The Guardian recently ran a long-read,
Sixty years of climate change warnings: the signs that were missed (and ignored)
The effects of ‘weird weather’ were already being felt in the 1960s, but scientists linking fossil fuels with climate change were dismissed as prophets of doom
by Alice Bell
‘Our Biggest Experiment recounts how the world became addicted to fossil fuels, how we discovered that electricity could be a savior, and how renewable energy is far from a twentieth-century discovery. Bell cuts through complicated jargon and jumbles of numbers to show how we're getting to grips with what is now the defining issue of our time. The message she relays is ultimately hopeful; harnessing the ingenuity and intelligence that has driven the history of climate change research can result in a more sustainable and bearable future for humanity.’

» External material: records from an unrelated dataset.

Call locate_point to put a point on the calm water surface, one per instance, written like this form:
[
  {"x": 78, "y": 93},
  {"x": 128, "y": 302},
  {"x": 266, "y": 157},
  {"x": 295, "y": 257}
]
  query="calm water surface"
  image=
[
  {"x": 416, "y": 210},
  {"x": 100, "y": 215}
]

Here is our friend Jim's view:
That message of hope is surely a hope in vain, given our current politics. But climate books with a message of despair don’t sell very well, although they do seem to drive up consumption of ethanol and other forms of self-medication.Here is my prediction: we will do little to avoid climate crises until a heat wave kills a few million, as in the opening scenario in Kim Stanley Robinson’s “The Ministry of the Future”. After that one nation or two will act to protect itself by adding SO2 to the stratosphere. This initially covert act will be sanctioned by the UN, reluctantly at first, and eventually enthusiastically encouraged by the corporations still invested in fossil fuels in 2040.By 2060, two decades of this kind of climate modification will have killed most fish in the oceans and reduced crop yields, so the clamor will grow to end climate modification and focus on direct atmospheric capture of greenhouse gases.That is as far on a limb as I care to go, but I do think that is a very likely outcome of our current lack of policy. Does that sound like a message of hope? Not to me.
We are of the same mind. However, the long-read and presumably the book are more factual, and sufficiently detailed for a retrospective assessment sixty years later. I am looking forward to the publication in the fall.